Posted on 7/5/17 at 8:30 pm to PurpleandGeauld
quote:
3) Any PETA people that bother SEC teams about their mascots get fed to an SEC mascot to be determined by drawing of lots. Non-carnivorous mascots if chosen, may defer to another SEC mascot of their choice.
I like this one.
Posted on 7/5/17 at 9:28 pm to Montgomery Hill
1) Move the SEC office to Atlanta and remove all the Bama brown-nosers that work there. (seriously...it's fricking sick.)
2) Have a weather-clause with a mutually agreed upon Plan-B site before all games (as part of the SEC meetings) No more of this LSU-UF bullshite.
3) No more 11AM games...period.
4) Release the players from their scholarships immediately if a coaching change takes place. it's silly that a player has to sit out a year.
5) Have an independent firm agreed upon by the schools with investigators who have no ties to the southeast or the schools to routinely investigate recruiting practices and booster groups.
2) Have a weather-clause with a mutually agreed upon Plan-B site before all games (as part of the SEC meetings) No more of this LSU-UF bullshite.
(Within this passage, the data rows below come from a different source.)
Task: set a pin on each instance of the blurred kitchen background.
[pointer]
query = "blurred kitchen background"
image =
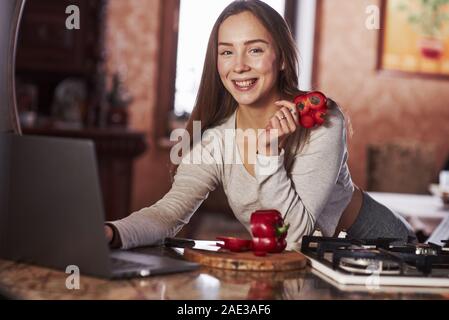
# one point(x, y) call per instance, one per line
point(129, 75)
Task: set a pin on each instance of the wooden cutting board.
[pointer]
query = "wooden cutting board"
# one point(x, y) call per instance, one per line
point(224, 259)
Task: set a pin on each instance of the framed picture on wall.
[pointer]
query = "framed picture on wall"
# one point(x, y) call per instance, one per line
point(414, 38)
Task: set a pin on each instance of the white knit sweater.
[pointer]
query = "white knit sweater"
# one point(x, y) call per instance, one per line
point(313, 195)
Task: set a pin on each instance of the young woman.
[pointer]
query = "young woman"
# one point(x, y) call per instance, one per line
point(249, 81)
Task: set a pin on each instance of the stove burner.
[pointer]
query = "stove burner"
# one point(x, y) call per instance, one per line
point(367, 256)
point(369, 266)
point(425, 250)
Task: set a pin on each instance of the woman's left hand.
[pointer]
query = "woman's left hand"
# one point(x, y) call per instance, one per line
point(285, 120)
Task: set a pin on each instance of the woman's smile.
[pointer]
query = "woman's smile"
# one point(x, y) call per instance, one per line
point(245, 85)
point(247, 61)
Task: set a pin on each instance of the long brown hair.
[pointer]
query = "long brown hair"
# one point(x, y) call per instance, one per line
point(214, 104)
3) No more 11AM games...period.
4) Release the players from their scholarships immediately if a coaching change takes place. it's silly that a player has to sit out a year.
5) Have an independent firm agreed upon by the schools with investigators who have no ties to the southeast or the schools to routinely investigate recruiting practices and booster groups.